Abstract
The field of data science has developed over the years to enable the efficient integration and analysis of the increasingly large amounts of data being generated across many domains, ranging from social media, to sensor networks, to scientific experiments. Numerous subfields of biology and medicine, such as genetics, neuroimaging, and mobile health, are witnessing a data explosion that promises to revolutionize biomedical science by yielding novel insights and discoveries. To address the challenges posed by biomedical big data, the National Institutes of Health (NIH) launched the Big Data to Knowledge (BD2K) initiative (datascience.nih.gov). An important component of this effort is the training of biomedical researchers. To this end, the NIH has funded the BD2K Training Coordinating Center (TCC). A core activity of the BD2K TCC is to develop a web portal (bigdatau.org) to provide personalized training in data science to biomedical researchers.

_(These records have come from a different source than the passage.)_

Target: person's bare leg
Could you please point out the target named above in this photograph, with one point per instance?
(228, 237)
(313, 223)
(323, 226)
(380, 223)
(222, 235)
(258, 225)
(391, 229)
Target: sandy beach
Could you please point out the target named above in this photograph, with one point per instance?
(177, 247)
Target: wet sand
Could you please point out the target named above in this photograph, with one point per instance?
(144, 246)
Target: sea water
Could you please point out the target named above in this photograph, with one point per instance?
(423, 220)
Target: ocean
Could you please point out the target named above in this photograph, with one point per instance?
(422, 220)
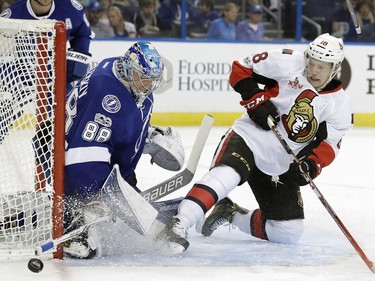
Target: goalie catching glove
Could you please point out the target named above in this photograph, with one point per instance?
(165, 148)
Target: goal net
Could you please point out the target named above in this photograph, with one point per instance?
(32, 105)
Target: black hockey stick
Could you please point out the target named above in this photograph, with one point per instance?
(184, 177)
(354, 17)
(333, 214)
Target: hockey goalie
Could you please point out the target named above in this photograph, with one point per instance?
(108, 125)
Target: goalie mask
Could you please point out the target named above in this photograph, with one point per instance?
(326, 48)
(141, 68)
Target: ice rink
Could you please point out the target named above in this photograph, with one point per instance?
(323, 253)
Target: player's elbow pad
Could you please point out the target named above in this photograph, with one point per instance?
(77, 65)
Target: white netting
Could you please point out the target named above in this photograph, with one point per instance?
(26, 133)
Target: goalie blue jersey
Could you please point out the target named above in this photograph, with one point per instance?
(104, 126)
(71, 12)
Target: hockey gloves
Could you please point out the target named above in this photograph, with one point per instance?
(77, 64)
(259, 107)
(165, 148)
(306, 166)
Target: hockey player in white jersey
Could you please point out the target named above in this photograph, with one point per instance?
(312, 112)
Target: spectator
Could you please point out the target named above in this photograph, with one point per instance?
(101, 29)
(121, 27)
(170, 11)
(224, 27)
(365, 13)
(106, 4)
(342, 25)
(251, 28)
(146, 20)
(5, 4)
(206, 14)
(128, 7)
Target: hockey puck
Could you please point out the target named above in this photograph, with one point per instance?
(35, 265)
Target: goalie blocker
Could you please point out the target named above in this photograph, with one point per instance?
(165, 148)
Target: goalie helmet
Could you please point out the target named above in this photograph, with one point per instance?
(143, 63)
(327, 48)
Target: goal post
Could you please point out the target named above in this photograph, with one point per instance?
(32, 134)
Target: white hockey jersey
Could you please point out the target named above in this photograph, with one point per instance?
(302, 110)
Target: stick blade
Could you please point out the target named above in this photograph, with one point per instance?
(128, 204)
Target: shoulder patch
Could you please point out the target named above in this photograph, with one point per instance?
(6, 13)
(76, 5)
(111, 103)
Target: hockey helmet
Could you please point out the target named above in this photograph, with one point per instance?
(327, 48)
(142, 62)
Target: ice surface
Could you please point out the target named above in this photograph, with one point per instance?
(323, 253)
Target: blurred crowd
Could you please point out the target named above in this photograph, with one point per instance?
(246, 20)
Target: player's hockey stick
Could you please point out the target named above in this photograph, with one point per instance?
(333, 214)
(354, 17)
(185, 176)
(74, 233)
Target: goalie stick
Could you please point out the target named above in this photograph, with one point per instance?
(152, 194)
(184, 177)
(354, 17)
(333, 214)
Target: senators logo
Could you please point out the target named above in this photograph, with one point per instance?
(295, 84)
(300, 123)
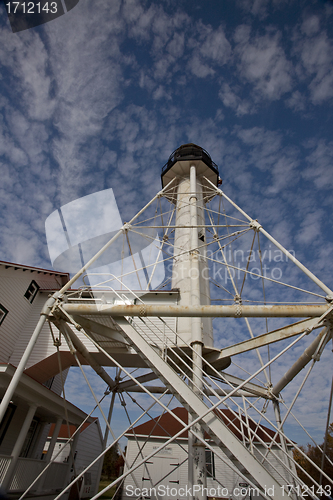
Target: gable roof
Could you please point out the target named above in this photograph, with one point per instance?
(31, 268)
(167, 425)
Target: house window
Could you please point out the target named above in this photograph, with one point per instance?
(31, 292)
(210, 463)
(32, 432)
(6, 420)
(3, 313)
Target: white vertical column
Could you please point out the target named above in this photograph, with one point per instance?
(50, 450)
(53, 440)
(198, 449)
(18, 446)
(73, 446)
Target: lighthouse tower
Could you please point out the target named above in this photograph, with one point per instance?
(191, 166)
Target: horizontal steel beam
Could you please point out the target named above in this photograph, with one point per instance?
(265, 339)
(234, 311)
(158, 389)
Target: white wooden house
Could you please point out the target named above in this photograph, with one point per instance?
(37, 401)
(89, 446)
(166, 473)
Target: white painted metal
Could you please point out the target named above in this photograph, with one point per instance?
(176, 341)
(18, 446)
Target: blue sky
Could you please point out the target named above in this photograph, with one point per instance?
(100, 97)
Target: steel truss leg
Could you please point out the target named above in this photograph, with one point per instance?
(218, 431)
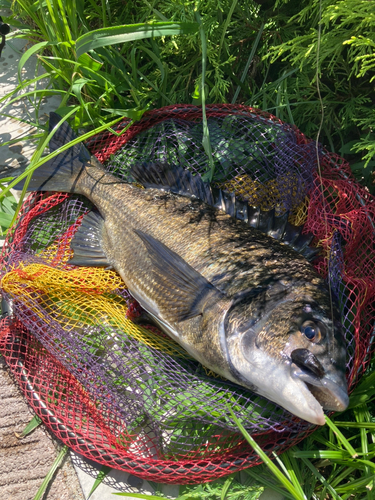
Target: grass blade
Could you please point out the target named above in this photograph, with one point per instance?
(206, 133)
(341, 438)
(33, 424)
(279, 475)
(249, 61)
(49, 476)
(315, 471)
(130, 32)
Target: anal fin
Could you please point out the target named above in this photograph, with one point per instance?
(87, 242)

In this paper, we describe our approach and initial efforts in constructing ERuDIte, the Educational Resource Discovery Index for Data Science, which powers the BD2K TCC web portal. ERuDIte harvests a wealth of resources available online for learning data science, both for beginners and experts, including massive open online courses (MOOCs), videos of tutorials and research talks presented at conferences, textbooks, blog posts, and standalone web pages. Though the potential volume of resources is exciting, these online learning materials are highly heterogeneous in quality, difficulty, format, and topic. As a result, this mix of content makes the field intimidating to enter and difficult to navigate. Moreover, data science is a rapidly evolving field, so there is a constant influx of new materials and concepts. ERuDIte leverages data science techniques to build the data science index. This paper describes how ERuDIte uses data extraction, data integration, machine learning, information retrieval, and natural language processing techniques to automatically collect, integrate, describe and organize existing online resources for learning data science.